Let's try to flatten the data submitted by this form:
flattenData({
"eventId": "F1BU9GGK5IX3ZWOLGCE3I5ML",
"name": "Alice",
"city": "New York",
"sex": "female"
});
This will produce the following data:
[
{
"key": "eventId",
"type": "string",
"key_type": "eventId.string",
"value_string": "F1BU9GGK5IX3ZWOLGCE3I5ML"
},
{
"key": "name",
"type": "string",
"key_type": "name.string",
"value_string": "Alice"
},
{
"key": "city",
"type": "string",
"key_type": "city.string",
"value_string": "New York"
},
{
"key": "sex",
"type": "string",
"key_type": "sex.string",
"value_string": "female"
}
]
Then, after wrapping the flattened data in a document and indexing it into Elasticsearch we can execute complicated queries.
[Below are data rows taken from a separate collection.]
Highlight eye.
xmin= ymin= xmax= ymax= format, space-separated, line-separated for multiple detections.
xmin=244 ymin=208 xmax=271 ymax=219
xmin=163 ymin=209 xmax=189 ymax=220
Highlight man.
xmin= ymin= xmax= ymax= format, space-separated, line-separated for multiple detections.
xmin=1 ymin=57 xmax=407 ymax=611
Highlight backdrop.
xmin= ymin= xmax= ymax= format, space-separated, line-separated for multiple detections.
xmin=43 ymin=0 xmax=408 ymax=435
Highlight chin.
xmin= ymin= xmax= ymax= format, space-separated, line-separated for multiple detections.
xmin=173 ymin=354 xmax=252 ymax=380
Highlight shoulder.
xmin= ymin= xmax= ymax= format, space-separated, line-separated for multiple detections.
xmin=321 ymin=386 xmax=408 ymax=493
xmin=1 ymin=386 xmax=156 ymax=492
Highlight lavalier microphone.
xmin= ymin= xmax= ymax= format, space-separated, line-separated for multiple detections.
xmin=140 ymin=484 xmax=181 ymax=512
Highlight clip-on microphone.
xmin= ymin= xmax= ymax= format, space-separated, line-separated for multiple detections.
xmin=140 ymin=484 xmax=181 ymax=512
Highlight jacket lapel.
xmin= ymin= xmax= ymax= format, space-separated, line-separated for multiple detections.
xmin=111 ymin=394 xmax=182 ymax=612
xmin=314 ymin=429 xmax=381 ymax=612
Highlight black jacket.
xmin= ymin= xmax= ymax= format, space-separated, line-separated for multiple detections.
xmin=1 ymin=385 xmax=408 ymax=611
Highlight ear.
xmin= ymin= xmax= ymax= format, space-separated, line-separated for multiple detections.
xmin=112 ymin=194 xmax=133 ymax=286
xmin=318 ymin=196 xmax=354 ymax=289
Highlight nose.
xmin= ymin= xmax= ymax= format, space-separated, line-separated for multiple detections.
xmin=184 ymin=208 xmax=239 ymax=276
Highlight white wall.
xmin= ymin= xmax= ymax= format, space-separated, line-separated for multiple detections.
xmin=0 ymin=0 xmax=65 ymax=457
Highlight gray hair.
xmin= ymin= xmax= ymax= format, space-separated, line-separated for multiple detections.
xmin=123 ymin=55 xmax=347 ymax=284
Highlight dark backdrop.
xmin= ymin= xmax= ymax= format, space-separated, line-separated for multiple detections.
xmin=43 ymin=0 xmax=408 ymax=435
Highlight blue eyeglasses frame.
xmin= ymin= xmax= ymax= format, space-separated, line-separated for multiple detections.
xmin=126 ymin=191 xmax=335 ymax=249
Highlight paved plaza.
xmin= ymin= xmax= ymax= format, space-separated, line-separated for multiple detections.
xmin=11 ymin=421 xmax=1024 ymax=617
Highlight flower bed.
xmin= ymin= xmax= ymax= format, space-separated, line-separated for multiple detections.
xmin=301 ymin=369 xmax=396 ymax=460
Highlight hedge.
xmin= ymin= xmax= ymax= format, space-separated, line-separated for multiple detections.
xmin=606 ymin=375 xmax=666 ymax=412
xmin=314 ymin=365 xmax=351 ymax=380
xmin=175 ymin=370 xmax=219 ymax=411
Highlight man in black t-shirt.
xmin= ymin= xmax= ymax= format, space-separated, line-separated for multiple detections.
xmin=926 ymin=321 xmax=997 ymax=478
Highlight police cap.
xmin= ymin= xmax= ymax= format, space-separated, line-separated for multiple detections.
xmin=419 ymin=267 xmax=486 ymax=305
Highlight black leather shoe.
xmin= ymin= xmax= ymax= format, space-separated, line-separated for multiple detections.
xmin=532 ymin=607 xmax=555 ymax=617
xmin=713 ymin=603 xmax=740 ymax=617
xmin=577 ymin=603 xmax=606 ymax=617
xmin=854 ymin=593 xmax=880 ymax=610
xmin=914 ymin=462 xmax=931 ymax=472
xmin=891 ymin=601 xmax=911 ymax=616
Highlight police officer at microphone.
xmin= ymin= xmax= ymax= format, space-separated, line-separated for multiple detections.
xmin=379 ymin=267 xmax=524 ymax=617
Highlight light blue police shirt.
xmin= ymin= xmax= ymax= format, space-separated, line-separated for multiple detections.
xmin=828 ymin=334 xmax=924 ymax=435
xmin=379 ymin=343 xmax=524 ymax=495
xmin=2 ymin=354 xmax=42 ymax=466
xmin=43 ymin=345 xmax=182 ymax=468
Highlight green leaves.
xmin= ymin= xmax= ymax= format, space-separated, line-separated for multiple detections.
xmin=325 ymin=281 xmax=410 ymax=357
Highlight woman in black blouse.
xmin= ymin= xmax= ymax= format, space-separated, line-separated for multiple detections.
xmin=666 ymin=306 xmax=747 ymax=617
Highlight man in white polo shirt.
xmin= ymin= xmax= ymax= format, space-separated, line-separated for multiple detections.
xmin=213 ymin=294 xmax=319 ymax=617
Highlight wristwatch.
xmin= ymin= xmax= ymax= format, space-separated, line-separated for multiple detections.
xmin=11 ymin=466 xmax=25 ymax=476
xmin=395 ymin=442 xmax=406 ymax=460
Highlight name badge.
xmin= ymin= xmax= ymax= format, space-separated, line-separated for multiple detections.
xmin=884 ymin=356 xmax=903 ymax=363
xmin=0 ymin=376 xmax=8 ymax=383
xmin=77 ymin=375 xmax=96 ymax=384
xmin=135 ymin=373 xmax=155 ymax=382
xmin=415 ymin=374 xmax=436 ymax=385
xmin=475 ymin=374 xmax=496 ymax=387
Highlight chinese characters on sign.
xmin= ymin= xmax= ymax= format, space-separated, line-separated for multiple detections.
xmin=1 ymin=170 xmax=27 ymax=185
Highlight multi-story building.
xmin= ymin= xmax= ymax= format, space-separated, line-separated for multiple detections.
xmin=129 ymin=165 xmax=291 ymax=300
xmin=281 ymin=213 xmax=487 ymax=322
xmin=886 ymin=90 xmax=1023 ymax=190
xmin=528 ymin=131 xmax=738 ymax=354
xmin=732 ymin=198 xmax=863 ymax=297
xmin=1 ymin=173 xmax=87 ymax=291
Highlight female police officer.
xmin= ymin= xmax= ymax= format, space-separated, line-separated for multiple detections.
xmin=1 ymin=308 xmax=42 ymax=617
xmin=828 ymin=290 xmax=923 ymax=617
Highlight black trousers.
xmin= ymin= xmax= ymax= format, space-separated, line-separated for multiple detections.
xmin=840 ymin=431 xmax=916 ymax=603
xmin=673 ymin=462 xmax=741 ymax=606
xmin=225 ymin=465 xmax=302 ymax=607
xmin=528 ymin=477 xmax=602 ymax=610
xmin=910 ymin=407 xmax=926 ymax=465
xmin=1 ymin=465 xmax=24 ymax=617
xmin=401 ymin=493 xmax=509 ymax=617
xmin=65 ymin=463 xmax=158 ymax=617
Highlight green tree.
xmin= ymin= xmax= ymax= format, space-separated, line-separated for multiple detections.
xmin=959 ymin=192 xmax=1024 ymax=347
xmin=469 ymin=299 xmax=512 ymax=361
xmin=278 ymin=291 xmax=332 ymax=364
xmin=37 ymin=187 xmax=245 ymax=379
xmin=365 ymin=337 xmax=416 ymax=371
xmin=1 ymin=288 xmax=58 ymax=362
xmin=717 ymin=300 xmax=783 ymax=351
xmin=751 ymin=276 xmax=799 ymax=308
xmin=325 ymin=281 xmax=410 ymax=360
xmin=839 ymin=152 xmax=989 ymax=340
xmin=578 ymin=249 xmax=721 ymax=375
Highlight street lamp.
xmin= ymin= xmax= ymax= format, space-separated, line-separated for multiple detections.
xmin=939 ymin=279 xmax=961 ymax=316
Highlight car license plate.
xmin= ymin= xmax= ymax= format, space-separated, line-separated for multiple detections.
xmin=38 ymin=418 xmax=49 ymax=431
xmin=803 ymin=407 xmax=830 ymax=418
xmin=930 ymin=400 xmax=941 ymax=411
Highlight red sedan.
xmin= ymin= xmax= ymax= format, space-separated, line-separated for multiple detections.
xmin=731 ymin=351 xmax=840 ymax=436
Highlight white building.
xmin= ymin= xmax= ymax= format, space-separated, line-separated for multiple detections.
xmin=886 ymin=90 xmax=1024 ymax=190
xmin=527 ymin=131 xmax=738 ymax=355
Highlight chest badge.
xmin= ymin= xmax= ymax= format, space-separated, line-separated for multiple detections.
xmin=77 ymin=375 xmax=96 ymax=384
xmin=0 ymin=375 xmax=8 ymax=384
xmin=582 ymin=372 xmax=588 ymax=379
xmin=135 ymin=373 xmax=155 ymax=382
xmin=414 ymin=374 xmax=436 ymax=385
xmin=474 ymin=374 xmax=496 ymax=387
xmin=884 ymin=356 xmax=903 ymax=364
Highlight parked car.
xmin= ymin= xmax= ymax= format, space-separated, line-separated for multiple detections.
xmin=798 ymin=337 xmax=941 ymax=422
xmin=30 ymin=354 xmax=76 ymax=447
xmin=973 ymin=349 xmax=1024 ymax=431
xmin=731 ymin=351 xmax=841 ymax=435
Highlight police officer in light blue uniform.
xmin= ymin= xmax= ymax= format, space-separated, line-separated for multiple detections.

For example, to find members named "Bob" registered for the event with ID 2T73ZT1R463DJNWE36IA8FEN we can execute the following query:
{
"query": {
"bool": {
"must": [
{
"nested": {
"path": "flatData",
"query": {
"bool": {
"must": [
{"term": {"flatData.key": "eventId"}},
{"match": {"flatData.value_string.keyword": "2T73ZT1R463DJNWE36IA8FEN"}}
]
}
}
}
},
{
"nested": {
"path": "flatData",
"query": {
"bool": {
"must": [
{"term": {"flatData.key": "name"}},
{"match": {"flatData.value_string": "bob"}}
]
}
}
}
}
]
}
}
}
ElasticSearch automatically detects the field content in order to index it correctly, even if the mapping hasn't been defined previously. So, yes : ElasticSearch suits well these cases.
However, you may want to fine tune this behavior, or maybe the default mapping applied by ElasticSearch doesn't correspond to what you need : in this case, take a look at the default mapping or, for even further control, the dynamic templates feature.
If you let your end users decide the keys you store things in, you'll have an ever-growing mapping and cluster state, which is problematic.
This case and a suggested solution is covered in this article on common problems with Elasticsearch.
Essentially, you want to have everything that can possibly be user-defined as a value. Using nested documents, you can have a key-field and differently mapped value fields to achieve pretty much the same.